When Black women are referred to as women of color and the issues of maternal medicine, school discipline, or racial violence are included under the WOC umbrella, it does not give the adequate attention to or keep the focus on Black women, who are adversely affected by these social-justice issues. When speaking directly to issues that impact Black women, we need to be specific in who we are speaking about if we are to address these systemic inequities with precision.

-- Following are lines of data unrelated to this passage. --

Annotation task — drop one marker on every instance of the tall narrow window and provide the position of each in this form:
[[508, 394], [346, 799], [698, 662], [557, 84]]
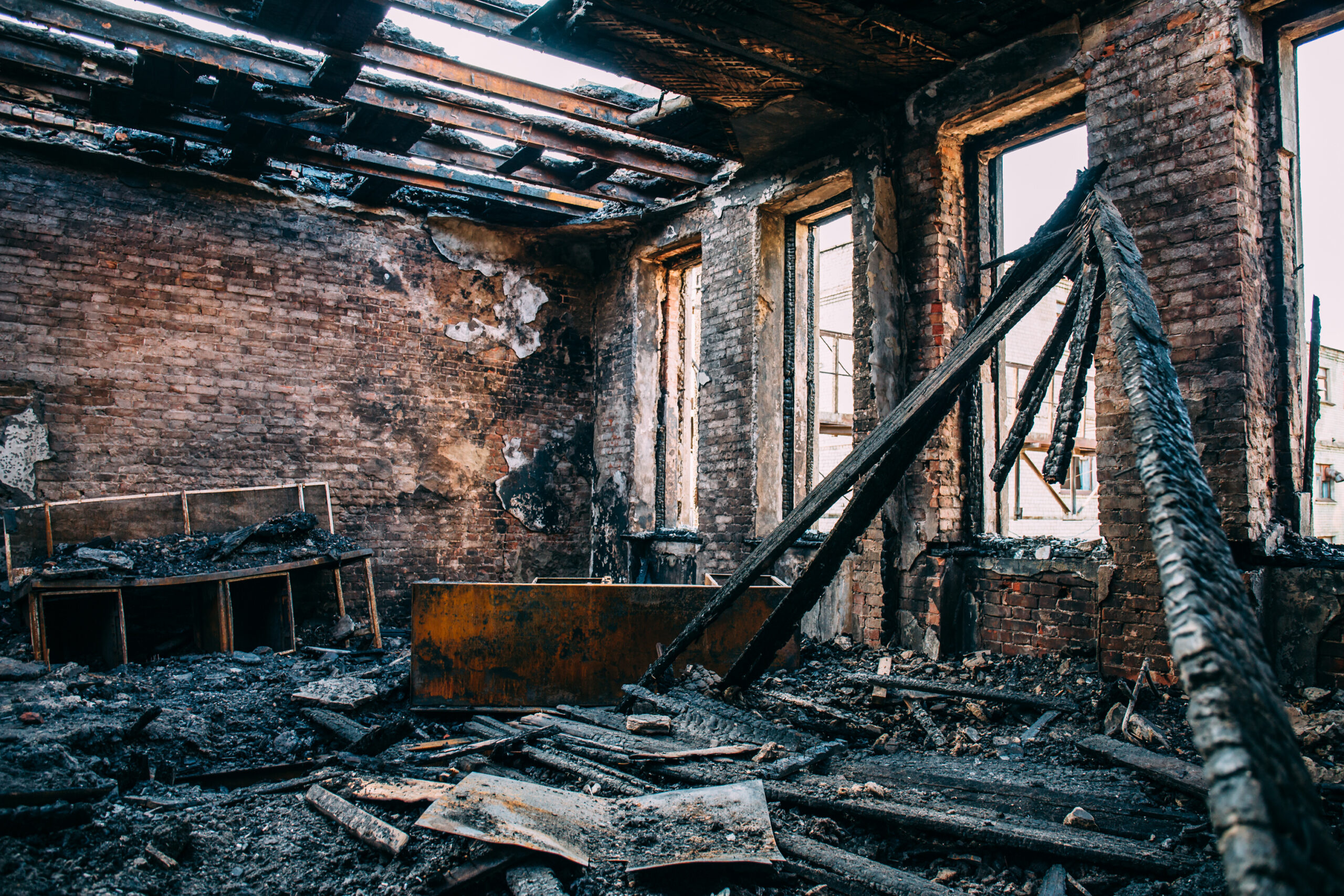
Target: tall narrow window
[[1031, 181], [679, 399], [831, 382]]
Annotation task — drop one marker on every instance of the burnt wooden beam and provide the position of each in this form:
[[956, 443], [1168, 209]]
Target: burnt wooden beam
[[1265, 809], [594, 174], [1314, 399], [111, 23], [897, 436], [500, 127], [917, 419], [488, 18], [637, 155], [523, 156], [437, 176]]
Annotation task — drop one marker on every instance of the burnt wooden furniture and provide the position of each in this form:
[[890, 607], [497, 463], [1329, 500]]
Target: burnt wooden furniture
[[478, 644], [114, 620]]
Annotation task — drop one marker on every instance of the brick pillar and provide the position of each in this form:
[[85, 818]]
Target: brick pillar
[[1177, 116]]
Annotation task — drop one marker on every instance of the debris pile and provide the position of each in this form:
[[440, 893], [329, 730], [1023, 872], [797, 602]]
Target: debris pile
[[862, 772], [282, 539]]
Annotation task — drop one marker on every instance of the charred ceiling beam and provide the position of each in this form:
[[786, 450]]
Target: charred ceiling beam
[[389, 50], [120, 26], [423, 172], [488, 18], [45, 54], [558, 23], [167, 38]]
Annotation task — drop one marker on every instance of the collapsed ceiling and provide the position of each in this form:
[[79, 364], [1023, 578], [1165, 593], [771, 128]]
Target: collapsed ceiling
[[337, 99]]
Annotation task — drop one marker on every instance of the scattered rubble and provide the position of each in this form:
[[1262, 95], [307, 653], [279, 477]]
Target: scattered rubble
[[234, 785]]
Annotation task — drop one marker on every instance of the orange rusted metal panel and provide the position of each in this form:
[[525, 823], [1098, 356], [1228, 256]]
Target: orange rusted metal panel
[[541, 645]]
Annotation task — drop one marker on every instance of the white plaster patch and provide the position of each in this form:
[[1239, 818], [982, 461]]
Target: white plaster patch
[[25, 445], [474, 248], [514, 453]]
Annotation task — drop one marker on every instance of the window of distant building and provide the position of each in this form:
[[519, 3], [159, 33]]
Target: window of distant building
[[1324, 483], [819, 325], [676, 504], [1027, 182]]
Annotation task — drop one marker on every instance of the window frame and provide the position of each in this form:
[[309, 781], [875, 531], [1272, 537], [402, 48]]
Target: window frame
[[804, 220]]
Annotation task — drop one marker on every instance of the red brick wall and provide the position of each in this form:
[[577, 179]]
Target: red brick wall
[[187, 335], [1177, 117], [1038, 614]]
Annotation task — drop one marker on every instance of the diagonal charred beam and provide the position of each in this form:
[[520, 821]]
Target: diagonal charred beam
[[1038, 383], [1073, 393], [929, 400], [1273, 836], [917, 419]]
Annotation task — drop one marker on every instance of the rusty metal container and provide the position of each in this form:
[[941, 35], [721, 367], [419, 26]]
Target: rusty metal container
[[478, 644]]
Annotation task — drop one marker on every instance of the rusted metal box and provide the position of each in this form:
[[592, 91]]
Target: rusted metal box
[[541, 645]]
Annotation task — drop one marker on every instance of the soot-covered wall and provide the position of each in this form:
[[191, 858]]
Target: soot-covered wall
[[187, 333]]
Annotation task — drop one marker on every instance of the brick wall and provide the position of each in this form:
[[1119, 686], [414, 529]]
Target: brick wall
[[1035, 614], [1177, 117], [186, 335]]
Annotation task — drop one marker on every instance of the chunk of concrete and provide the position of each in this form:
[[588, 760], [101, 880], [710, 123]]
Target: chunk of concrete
[[338, 693]]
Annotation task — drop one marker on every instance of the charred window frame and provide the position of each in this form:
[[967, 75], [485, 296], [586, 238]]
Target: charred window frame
[[800, 307], [984, 416], [1270, 45], [676, 448]]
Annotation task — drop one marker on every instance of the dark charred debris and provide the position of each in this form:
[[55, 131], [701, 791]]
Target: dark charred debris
[[197, 774], [282, 539]]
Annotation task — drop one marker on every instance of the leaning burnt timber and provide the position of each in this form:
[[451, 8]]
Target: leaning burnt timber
[[1272, 832], [887, 452]]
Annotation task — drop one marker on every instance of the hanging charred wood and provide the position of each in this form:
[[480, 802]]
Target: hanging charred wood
[[894, 444]]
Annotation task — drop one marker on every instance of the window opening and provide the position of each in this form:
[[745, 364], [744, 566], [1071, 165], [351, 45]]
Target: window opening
[[831, 376], [1320, 113], [679, 399], [1031, 181]]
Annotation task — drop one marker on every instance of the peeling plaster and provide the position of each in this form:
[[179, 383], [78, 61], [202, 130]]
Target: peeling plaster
[[25, 445], [474, 248], [529, 491]]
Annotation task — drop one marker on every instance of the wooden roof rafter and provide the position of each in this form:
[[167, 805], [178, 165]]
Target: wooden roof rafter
[[316, 127]]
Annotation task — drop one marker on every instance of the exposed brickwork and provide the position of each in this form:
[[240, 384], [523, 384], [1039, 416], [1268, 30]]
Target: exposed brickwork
[[1175, 116], [185, 336], [1047, 613], [933, 239]]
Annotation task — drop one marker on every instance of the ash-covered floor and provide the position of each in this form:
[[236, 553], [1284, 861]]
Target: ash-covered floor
[[71, 729]]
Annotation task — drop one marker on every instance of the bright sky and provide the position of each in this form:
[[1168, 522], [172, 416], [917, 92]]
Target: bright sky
[[1037, 178], [1320, 105], [490, 53]]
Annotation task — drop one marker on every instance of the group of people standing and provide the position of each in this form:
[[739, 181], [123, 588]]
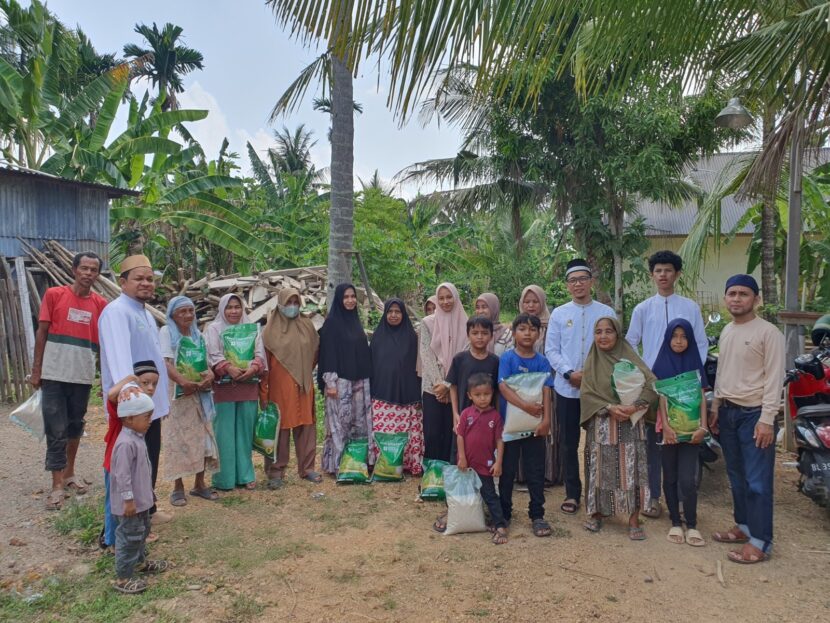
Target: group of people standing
[[418, 382]]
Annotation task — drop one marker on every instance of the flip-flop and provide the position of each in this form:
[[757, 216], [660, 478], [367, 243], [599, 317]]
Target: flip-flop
[[694, 538], [541, 528], [206, 494], [152, 567], [177, 498], [314, 477], [738, 556], [73, 482], [653, 511], [730, 536], [55, 500]]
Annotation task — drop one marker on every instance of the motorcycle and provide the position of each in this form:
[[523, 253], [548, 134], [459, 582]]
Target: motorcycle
[[807, 388]]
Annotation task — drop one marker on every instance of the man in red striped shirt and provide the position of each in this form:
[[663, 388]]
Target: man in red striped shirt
[[66, 345]]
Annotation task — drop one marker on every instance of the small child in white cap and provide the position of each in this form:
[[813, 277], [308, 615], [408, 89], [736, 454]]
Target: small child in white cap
[[131, 496]]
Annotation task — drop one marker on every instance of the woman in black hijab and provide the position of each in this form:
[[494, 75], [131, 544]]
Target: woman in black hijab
[[343, 376], [396, 387]]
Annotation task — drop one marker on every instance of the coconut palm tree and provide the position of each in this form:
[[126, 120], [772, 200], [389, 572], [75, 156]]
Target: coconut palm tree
[[171, 60]]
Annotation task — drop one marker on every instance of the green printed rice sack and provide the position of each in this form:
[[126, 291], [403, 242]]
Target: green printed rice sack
[[239, 343], [354, 462], [389, 466], [432, 482], [191, 359], [682, 393], [266, 430]]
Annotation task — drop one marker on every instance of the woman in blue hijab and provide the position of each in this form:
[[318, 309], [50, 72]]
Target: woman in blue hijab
[[678, 354], [187, 432]]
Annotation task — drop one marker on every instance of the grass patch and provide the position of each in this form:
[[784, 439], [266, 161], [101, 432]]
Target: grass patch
[[344, 576], [243, 609], [89, 599], [81, 520], [233, 500]]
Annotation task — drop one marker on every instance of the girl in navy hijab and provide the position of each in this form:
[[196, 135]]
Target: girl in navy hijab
[[679, 354]]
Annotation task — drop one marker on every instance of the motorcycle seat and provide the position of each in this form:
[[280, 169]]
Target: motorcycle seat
[[814, 411]]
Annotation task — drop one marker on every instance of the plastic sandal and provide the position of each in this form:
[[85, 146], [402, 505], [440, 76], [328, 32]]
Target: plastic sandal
[[694, 538]]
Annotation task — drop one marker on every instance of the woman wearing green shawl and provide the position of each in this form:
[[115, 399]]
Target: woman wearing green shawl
[[616, 468]]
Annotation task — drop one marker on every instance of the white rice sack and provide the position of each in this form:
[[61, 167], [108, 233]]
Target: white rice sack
[[465, 511]]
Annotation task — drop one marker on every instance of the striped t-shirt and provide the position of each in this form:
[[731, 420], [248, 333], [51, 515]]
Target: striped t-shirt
[[73, 335]]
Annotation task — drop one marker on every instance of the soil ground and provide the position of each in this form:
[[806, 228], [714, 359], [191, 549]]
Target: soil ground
[[368, 553]]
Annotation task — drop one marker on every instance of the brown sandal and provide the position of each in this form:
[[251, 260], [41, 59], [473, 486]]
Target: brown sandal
[[742, 557]]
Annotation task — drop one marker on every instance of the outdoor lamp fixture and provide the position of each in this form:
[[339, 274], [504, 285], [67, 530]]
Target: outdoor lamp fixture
[[734, 116]]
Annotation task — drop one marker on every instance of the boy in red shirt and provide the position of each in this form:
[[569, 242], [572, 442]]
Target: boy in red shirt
[[481, 448]]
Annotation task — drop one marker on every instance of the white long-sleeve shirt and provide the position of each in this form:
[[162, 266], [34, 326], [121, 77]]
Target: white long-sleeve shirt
[[651, 317], [127, 334], [569, 338]]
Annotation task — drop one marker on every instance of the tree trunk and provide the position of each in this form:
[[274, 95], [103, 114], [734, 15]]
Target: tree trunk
[[341, 221], [769, 287], [516, 220], [615, 221]]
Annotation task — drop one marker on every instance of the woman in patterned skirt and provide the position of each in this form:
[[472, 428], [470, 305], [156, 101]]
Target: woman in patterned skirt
[[343, 375], [616, 468], [396, 388]]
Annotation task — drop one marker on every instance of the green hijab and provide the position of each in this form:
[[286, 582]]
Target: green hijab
[[596, 391]]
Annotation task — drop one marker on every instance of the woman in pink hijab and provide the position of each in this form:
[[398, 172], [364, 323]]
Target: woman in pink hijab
[[442, 336]]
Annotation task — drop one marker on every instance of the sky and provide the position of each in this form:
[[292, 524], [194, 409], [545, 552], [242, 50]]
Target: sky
[[249, 62]]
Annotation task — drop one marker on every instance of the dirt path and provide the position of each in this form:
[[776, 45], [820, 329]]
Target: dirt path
[[367, 553]]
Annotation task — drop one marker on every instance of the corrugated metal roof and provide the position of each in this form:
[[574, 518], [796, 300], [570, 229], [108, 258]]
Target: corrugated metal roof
[[709, 174], [37, 207], [112, 191]]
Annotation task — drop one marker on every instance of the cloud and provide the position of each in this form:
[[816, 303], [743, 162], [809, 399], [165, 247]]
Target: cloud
[[211, 131]]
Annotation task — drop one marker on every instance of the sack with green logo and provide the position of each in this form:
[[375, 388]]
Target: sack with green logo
[[389, 466], [266, 430], [191, 359], [239, 344], [432, 482], [354, 462], [628, 382], [683, 397]]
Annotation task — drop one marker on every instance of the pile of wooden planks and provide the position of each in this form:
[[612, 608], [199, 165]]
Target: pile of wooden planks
[[21, 290]]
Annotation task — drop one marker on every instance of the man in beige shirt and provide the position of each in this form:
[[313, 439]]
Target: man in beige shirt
[[747, 398]]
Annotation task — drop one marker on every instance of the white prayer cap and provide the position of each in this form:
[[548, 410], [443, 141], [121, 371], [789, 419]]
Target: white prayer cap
[[136, 404]]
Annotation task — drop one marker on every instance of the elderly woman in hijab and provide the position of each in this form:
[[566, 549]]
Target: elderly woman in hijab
[[488, 305], [534, 301], [343, 374], [187, 434], [442, 336], [396, 388], [292, 346], [236, 394], [616, 466]]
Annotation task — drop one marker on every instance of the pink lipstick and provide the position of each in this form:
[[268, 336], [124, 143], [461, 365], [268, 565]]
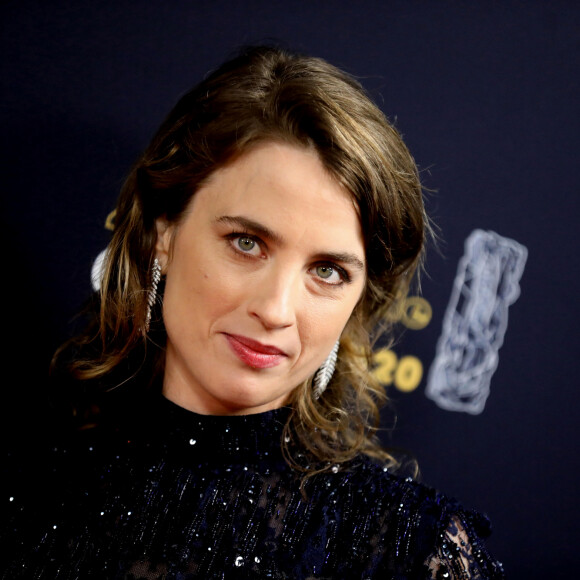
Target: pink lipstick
[[254, 353]]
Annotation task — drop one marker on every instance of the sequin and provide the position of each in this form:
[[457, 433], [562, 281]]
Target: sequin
[[207, 511]]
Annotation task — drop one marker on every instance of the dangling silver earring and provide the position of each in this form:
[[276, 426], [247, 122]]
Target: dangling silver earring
[[325, 372], [152, 292]]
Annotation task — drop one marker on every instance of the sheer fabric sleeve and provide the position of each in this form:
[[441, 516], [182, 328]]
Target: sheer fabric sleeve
[[460, 553]]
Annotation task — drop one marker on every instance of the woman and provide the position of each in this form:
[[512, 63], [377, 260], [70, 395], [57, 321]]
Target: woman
[[267, 232]]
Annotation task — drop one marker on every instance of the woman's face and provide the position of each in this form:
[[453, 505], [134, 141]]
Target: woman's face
[[263, 273]]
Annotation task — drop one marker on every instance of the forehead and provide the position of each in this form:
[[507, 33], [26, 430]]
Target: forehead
[[281, 181]]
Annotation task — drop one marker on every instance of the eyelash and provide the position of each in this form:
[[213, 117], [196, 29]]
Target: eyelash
[[344, 275]]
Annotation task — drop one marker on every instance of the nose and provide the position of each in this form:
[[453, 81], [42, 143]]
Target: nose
[[274, 299]]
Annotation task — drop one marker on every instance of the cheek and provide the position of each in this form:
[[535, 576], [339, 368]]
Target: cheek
[[197, 292]]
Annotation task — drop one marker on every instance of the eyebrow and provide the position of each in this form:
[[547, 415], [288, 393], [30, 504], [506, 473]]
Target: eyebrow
[[265, 232]]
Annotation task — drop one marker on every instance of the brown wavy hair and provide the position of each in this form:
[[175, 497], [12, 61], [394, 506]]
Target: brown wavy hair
[[269, 94]]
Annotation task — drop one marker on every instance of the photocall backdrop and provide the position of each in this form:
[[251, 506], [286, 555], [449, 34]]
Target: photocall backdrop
[[483, 379]]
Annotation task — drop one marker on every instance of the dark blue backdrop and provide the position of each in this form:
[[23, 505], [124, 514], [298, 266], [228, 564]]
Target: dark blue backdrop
[[486, 95]]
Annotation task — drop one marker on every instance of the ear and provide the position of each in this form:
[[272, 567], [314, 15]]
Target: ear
[[163, 245]]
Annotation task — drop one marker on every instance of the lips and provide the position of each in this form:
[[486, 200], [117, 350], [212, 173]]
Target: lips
[[254, 353]]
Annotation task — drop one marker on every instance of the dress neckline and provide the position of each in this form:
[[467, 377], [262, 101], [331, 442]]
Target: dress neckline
[[255, 437]]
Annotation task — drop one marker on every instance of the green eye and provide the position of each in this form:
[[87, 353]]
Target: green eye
[[324, 271], [246, 244]]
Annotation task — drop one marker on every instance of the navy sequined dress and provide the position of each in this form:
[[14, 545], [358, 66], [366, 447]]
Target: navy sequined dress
[[191, 496]]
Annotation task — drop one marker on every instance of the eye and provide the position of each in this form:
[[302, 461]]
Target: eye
[[331, 274], [246, 245]]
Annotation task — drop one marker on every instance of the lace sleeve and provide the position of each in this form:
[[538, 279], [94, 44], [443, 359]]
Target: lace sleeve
[[461, 554]]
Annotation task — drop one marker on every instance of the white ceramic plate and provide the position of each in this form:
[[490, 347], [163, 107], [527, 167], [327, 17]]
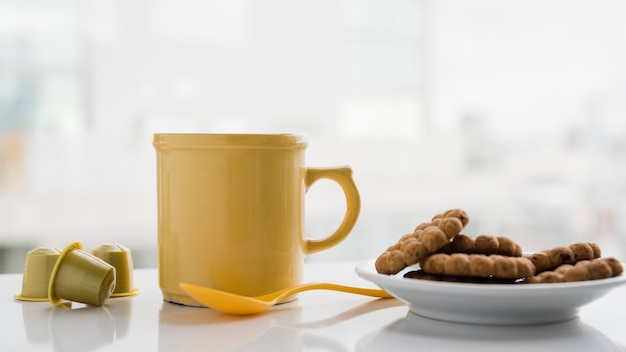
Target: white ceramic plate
[[510, 304]]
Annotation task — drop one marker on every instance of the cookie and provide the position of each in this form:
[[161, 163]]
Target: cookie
[[483, 244], [427, 238], [478, 265], [583, 270], [551, 259]]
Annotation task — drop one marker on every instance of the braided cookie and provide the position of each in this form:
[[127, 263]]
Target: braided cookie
[[427, 238], [594, 269], [478, 265], [483, 244], [551, 259]]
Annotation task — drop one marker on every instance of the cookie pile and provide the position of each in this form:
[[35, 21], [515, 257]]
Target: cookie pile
[[444, 254]]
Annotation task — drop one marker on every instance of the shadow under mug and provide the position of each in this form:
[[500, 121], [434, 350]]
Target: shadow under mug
[[231, 211]]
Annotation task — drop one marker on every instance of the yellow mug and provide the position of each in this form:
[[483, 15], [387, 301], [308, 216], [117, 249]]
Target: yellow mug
[[231, 211]]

Most recently, women of color as a term of solidarity was questioned when actress Eva Longoria downplayed the role that Black women played in mobilizing voters in the 2020 presidential election, telling MSNBC host Ari Melber: “Of course, you saw in Georgia what Black women have done, but Latina women were the real heroines here.” Longoria later apologized for her comments, but her initial remark speaks to how anti-Blackness is weaponized against Black women and how in the identification of Black women as women of color, it isn’t always aligned with solidarity. This is an ongoing pattern of how dangerous it is to lump Black women into the women-of-color category, as it dilutes the amplification of the experiences of Black women and makes it more likely for Black women to be viewed as both the shield and target, time and time again.

Umbrella terms, while meant to be more inclusive, end up silencing the voices and experiences of Black women. It’s important that we name identities for what they are so as to bring more awareness, accountability, and action to these issues. Language isn’t static, as we know, but I feel we need to get specific to the issues in which we are discussing. If we’re talking about the lack of women of color in leadership, then we can appropriately discuss this issue using the term women of color when speaking to racial identity; however, if we are discussing how Black women led voting efforts to flip Georgia, then we need to name that as the efforts of Black women, not women of color.

I believe some people think that using the word Black to describe racial identity is offensive, and perhaps this is why they choose to use women of color, a phrase seen as more socially acceptable. However, as a Black woman, I prefer to be called by what I identify as: a Black woman. My identity is central to how I live and move through the world. When there are issues that specifically impact my identity and lived experience, I wish not to be lumped into a category that doesn’t speak to my truth nor to the anti-Blackness that I and other Black women face.

Black women continue to be disproportionately impacted within the structures of education, health care, and criminal justice, and to not speak to our identity when discussing these issues makes us even more vulnerable. The key to protecting Black women is to bring attention to these systemic inequities and work to build systems of accountability rooted in fairness and justice. This can only be done if we name things for what they are with intention and specificity, ensuring that the erasure of Black women does not remain a persistent reality in 2021 with the insistent use of “trending” perceived politically correct terms.